# Making a sauce/marinade in advance?



## CrystalWriter (Dec 12, 2020)

I have a sauce/glaze that we have constantly. But I'm wondering if I could make up atleast a small bottle of it, that would be used within a month.

It's made from:
Honey, soy sauce, lemon juice, water & garlic. 

It's quick enough to make, but to make things even easier if me and the family could just pour it out, when needed.


----------



## Andy M. (Dec 12, 2020)

It sounds like it should work. Why not make up a small amount and store it in a bottle and see how it works out?


----------



## Just Cooking (Dec 12, 2020)

I do that with a stir fry sauce and have done so with a few other sauces, over the years. I don't make huge quantities so, the fear of them going south is minimized. Its pleasing to have a sauce handy.

Ross


----------



## GotGarlic (Dec 12, 2020)

It depends on the proportions of salt and acid to water.
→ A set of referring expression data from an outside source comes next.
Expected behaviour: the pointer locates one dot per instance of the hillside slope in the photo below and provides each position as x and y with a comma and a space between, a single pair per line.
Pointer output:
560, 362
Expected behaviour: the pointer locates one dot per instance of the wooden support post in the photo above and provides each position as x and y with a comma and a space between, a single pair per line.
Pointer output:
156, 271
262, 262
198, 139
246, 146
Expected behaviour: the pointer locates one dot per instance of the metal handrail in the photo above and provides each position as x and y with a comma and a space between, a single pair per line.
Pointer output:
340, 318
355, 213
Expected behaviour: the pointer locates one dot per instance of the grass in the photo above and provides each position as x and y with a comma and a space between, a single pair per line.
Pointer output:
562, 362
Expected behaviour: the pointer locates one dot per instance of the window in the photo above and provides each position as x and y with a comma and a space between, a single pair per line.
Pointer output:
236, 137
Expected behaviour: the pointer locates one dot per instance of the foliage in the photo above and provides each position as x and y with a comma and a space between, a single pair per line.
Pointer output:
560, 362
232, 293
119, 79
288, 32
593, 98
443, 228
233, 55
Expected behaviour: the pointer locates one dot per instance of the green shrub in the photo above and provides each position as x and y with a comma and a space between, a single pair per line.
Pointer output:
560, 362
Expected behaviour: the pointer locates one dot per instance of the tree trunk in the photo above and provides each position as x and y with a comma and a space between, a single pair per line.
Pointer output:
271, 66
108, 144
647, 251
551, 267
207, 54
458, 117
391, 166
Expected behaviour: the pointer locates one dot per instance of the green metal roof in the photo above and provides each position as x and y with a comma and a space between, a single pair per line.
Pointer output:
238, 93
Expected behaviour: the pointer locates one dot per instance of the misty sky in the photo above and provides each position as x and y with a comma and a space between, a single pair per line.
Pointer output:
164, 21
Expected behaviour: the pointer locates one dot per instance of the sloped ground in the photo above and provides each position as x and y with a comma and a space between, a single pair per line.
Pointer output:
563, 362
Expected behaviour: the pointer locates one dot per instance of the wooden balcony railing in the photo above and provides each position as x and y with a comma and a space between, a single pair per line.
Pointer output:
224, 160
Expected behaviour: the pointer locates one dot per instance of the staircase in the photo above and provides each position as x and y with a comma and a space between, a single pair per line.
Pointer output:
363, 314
Can you post the complete recipe?


----------



## WhateverYouWant (Dec 12, 2020)

Without preservatives, I wouldn't expect anything to last a month (unless you plan to freeze it). Specifically, garlic and lemon juice will not last that long without degradation even even if refrigerated.


----------



## GotGarlic (Dec 12, 2020)

Honey, soy sauce (salt) and lemon juice are all preservatives used in pickling. Whether it's safe to store for more than a few days depends on the proportions. It would also be a good idea to boil it for a few minutes before cooling and storing.


----------



## taxlady (Dec 12, 2020)

I would use garlic powder for something like that. While I generally prefer fresh garlic, if it is fresh and raw, it gets a bit strong and somewhat harsh over time. Also, if there isn't enough acid, I believe there is a risk of botulism from raw garlic. I like GG's suggestion of boiling it before refrigeration.


----------



## Andy M. (Dec 12, 2020)

As with other preparations involving fresh garlic, such as garlic oil, you are advised to refrigerate and dispose after 10 days to two weeks.


----------



## GotGarlic (Dec 13, 2020)

Andy M. said:


> As with other preparations involving fresh garlic, such as garlic oil, you are advised to refrigerate and dispose after 10 days to two weeks.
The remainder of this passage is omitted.